6.10.2006

if you're looking for reasons
not to love someone, you're
probably going to find them

but sometimes, we need to
give in & let our hearts get
what they deserve


the important thing is not to be bitter over lifes disappointments. learn to let go of the past & recognize that everyday wont be sunny. & when you find yourself lost in the darkness of despair, remember its only in the black of night that you see the stars. & those stars see you back home. so dont be afraid to make mistakes to stumble & fall, because most of the time, the greatest rewards come from doing the things that scare you the most. maybe you'll get more then you could have ever imagined. who knows where life will take you. the road is long, & in the end, the journey is the destination


remember when getting high meant at
a playground && the worst thing you
could get from boys we're cooties
when mom was your hero and dad
was the boy you were gonna marry
.
when your worst enemies we're your
siblings && race issues we're about
who ran the fastest, when war was
a card game and life was simple &&
care free remember when all you
wanted to do was just grow up & now
that we are grown up the thing we
miss the most was being little kids


i know, i know. i'm a sucker for quotes. <3

6.09.2006



i just had a girl to girl talk after the longest time.

and i just noticed how dull and crappy my life had been. that i am so different from this girl who appears to have everything [but i know that there's no such thing]. i do not have a healthy relationship with my parents. and i have not been keeping up with my friends from highschool. pardon me, but anyone would find it hard given that you have at least 30++ people for a barkada. and that's just one group of people i hang out with--i have three, for chrissakes. my heart's sinking with every thought of how far away everyone is now. i guess i just didn't want to see it all that way.

oh sigh. you really can't have it all, anyway.

6.07.2006



idonotwanttothink.

but that's impossible, right?

6.04.2006



i feel rather poetic today.

the sky swirls in a color of gray and blue. clouds graze through with a hint of storm. oh such a cold picture in such a sad atmosphere. the paved sidewalks with the illuminating yellow warmth of the lightposts make the drops visible in the midevening glow. i see some of the people with umbrellas, while others were bare and drenched and cursing. i hear the wheels of the car against the water, horns overpowering the trickle of the rain. i see the stoplights change, from green to orange to red. cold. melancholic. nostalgic. a stream of thoughts rush through me as i took a sip from my already cold afternoon coffee. i feel sick, i say to myself. no, no dearest. you are sick. and it's not because of my damned weak resistance to cough and colds. no, i'd rather have that, really [and i do]. i just feel sick on the gut inside, like, my organs were messed and twisted up as if a kid from cab scout practiced knot tying on me. it was choking me. [and tearing up my heart]. jaded and stubborn, i shove this thought away. God, if i had a delete button somewhere in my head, it would've been overused by now. sighing, i reached for my thick physics book and started reading.

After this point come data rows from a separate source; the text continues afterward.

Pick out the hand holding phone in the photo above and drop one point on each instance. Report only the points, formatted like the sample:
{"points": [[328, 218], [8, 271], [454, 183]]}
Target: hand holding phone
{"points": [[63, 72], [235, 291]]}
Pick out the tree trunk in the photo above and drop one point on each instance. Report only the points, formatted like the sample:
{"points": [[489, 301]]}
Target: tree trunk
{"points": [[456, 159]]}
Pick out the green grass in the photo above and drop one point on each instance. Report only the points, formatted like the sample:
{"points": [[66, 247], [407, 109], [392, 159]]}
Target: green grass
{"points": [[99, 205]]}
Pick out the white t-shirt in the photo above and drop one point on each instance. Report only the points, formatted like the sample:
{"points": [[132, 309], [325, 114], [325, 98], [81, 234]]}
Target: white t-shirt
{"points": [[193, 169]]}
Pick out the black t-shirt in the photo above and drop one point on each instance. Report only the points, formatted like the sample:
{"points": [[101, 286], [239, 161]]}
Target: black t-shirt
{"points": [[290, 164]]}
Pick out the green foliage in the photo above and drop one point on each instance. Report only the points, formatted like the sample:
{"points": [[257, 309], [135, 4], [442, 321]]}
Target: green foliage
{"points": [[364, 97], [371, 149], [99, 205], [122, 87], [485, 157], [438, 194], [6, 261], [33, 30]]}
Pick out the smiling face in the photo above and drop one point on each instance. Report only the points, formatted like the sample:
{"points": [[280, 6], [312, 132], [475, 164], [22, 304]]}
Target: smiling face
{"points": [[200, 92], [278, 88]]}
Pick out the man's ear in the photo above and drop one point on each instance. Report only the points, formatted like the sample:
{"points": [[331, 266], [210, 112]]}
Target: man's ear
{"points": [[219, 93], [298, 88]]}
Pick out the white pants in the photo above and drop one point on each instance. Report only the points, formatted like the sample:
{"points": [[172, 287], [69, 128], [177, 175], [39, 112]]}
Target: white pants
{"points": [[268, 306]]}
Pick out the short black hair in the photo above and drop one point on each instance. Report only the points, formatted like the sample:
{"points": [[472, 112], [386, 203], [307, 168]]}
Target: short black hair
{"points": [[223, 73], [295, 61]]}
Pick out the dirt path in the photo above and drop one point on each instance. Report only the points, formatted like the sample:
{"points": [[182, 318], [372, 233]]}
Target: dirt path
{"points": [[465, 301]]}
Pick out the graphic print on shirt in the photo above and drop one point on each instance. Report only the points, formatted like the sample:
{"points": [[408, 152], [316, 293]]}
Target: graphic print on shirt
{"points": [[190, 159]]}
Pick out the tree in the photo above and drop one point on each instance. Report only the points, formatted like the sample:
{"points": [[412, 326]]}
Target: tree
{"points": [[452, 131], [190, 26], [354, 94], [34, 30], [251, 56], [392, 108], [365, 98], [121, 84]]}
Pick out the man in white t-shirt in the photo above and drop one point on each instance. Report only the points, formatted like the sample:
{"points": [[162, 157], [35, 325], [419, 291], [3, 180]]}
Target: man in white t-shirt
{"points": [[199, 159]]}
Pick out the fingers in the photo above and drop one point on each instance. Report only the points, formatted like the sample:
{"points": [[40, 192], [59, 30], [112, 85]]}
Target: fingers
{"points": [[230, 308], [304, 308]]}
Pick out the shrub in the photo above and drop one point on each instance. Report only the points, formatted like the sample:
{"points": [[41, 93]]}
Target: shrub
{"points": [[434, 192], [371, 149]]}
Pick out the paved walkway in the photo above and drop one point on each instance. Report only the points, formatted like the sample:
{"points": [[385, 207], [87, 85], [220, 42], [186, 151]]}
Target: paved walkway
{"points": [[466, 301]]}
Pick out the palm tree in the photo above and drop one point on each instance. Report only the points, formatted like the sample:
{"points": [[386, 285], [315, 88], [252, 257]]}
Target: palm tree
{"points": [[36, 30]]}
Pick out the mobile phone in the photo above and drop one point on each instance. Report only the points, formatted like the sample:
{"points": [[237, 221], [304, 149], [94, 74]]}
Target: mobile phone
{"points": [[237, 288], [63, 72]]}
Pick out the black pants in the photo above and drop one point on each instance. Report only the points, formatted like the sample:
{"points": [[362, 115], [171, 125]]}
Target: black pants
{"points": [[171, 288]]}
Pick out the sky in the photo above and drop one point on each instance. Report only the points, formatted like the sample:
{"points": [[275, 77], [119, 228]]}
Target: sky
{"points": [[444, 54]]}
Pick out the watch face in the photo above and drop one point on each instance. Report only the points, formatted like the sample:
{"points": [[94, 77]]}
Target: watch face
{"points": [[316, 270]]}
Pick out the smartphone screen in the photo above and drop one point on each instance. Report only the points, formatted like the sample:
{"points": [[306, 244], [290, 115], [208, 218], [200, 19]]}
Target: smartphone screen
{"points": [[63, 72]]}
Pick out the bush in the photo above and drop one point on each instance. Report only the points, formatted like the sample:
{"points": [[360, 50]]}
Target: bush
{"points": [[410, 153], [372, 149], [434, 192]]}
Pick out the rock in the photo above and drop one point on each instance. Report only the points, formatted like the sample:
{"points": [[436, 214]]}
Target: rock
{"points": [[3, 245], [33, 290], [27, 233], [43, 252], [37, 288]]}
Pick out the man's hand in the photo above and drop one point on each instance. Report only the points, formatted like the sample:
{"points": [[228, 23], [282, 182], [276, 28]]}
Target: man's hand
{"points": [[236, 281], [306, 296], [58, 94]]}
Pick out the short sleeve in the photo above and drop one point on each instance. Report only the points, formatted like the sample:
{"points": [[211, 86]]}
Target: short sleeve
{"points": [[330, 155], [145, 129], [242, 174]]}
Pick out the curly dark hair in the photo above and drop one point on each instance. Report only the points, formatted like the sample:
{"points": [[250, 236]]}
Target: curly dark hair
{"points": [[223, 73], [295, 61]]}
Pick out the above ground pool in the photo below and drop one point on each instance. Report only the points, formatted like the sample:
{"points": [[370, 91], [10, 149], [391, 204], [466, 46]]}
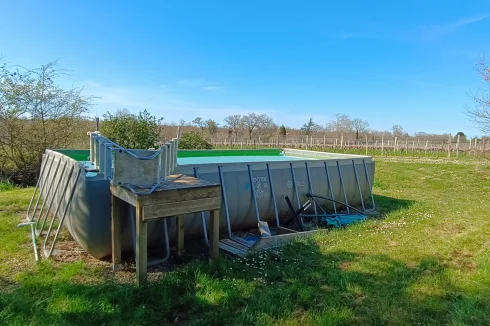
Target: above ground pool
{"points": [[271, 174]]}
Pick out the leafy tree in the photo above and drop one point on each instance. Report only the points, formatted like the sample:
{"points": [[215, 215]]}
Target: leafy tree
{"points": [[193, 140], [282, 130], [36, 114], [132, 131]]}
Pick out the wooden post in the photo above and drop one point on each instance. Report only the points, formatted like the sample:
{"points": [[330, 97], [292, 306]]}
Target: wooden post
{"points": [[382, 145], [180, 235], [214, 235], [457, 147], [116, 233], [449, 147], [366, 145], [141, 246]]}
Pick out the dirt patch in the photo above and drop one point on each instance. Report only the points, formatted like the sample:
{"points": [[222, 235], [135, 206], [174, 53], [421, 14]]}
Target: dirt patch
{"points": [[461, 260], [392, 243], [345, 266]]}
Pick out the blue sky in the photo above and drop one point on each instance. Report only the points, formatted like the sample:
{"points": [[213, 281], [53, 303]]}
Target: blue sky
{"points": [[388, 62]]}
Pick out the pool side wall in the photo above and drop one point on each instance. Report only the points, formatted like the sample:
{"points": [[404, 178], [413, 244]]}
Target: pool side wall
{"points": [[88, 219]]}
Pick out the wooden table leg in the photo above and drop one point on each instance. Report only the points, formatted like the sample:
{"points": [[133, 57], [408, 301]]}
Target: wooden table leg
{"points": [[141, 247], [214, 235], [116, 233], [180, 235]]}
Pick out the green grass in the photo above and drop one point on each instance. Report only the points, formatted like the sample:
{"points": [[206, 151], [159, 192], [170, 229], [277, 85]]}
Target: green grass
{"points": [[425, 260]]}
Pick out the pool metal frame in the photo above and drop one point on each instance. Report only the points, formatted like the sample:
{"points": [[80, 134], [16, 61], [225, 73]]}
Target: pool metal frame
{"points": [[102, 154]]}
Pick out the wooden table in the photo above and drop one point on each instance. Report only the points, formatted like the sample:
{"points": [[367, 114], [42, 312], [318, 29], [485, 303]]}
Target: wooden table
{"points": [[176, 196]]}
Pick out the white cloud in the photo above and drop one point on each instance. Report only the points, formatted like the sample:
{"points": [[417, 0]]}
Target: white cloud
{"points": [[435, 32], [202, 84]]}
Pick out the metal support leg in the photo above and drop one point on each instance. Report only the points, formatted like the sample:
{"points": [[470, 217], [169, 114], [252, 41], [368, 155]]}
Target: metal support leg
{"points": [[343, 188], [203, 216], [358, 184], [294, 185], [310, 186], [330, 188], [254, 197], [369, 185], [273, 195], [225, 202]]}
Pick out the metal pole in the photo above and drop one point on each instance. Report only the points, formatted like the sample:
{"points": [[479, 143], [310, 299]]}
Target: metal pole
{"points": [[369, 184], [310, 186], [358, 184], [203, 217], [330, 188], [225, 202], [294, 184], [273, 195], [252, 186]]}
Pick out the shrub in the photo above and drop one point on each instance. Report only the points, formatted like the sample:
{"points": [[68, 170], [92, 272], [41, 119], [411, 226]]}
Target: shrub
{"points": [[193, 140]]}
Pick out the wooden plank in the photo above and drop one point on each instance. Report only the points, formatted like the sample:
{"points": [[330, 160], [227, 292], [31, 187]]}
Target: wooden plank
{"points": [[214, 235], [180, 208], [279, 240], [243, 241], [116, 233], [179, 195], [174, 190], [141, 247], [283, 230], [124, 194], [180, 235], [234, 244], [232, 250], [264, 229]]}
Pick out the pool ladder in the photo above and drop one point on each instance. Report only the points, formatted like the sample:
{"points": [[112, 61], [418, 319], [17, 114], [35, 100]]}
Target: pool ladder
{"points": [[58, 177]]}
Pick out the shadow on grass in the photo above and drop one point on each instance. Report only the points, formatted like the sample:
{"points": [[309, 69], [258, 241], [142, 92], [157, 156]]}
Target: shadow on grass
{"points": [[299, 284], [386, 205]]}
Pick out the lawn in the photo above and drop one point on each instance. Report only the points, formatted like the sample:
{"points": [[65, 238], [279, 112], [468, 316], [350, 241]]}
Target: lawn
{"points": [[424, 260]]}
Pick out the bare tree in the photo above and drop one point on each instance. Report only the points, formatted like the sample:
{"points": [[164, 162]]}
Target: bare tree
{"points": [[398, 131], [212, 127], [480, 112], [359, 126], [36, 113], [200, 123], [341, 125], [310, 127], [257, 122], [234, 123]]}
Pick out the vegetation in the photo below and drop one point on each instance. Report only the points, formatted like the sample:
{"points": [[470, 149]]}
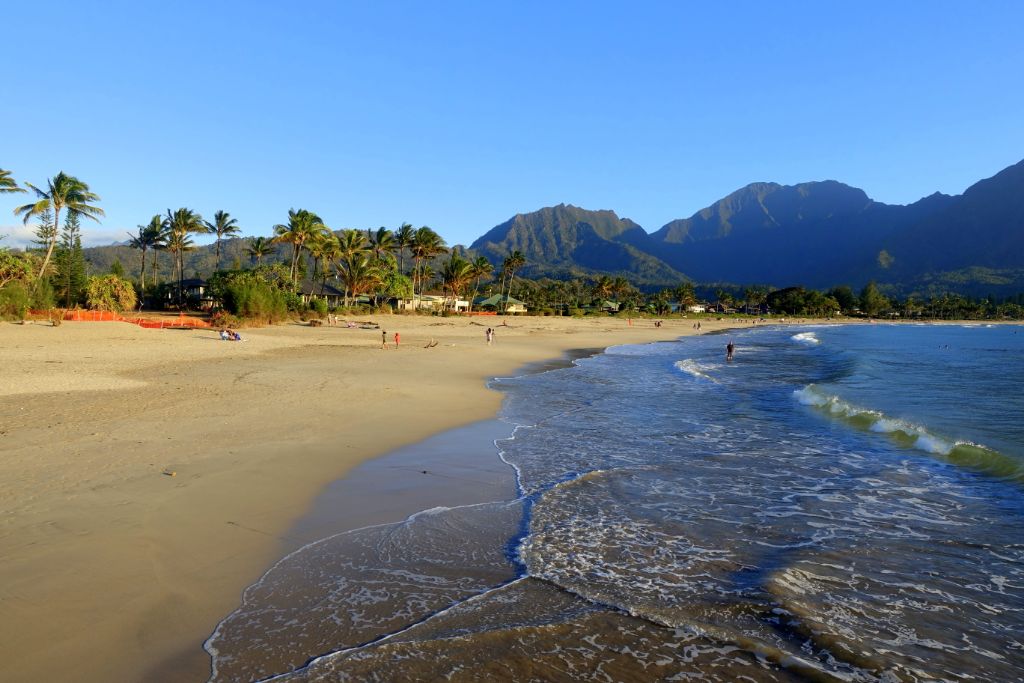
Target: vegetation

this is just another relapse.

6.02.2006

i always thought that i knew better. then again.. whatever.

oh. fever and cough and colds and pms. god. you'd think i'd die. actually, these past few days, i think i did. i hated having rested two whole college days. more so having the thoughts inside my head consume me alive everytime i wake up from slumber. i feel like crap. i don't even want to think. i can't stand staying up late now because i'm still too weak to do so. i hate this. argh.

this. calls. for. coffee.

-~-

The Keys to Your Heart

You are attracted to those who are unbridled, untrammeled, and free.

In love, you feel the most alive when things are straight-forward, and you're told that you're loved.

You'd like to your lover to think you are stylish and alluring.

You would be forced to break up with someone who was insecure and in constant need of reassurance.

Your ideal relationship is lasting. You want a relationship that looks to the future... one you can grow with.

Your risk of cheating is zero. You care about society and morality. You would never break a commitment.

You think of marriage as something precious. You'll treasure marriage and treat it as sacred.

In this moment, you think of love as commitment. Love only works when both people are totally devoted.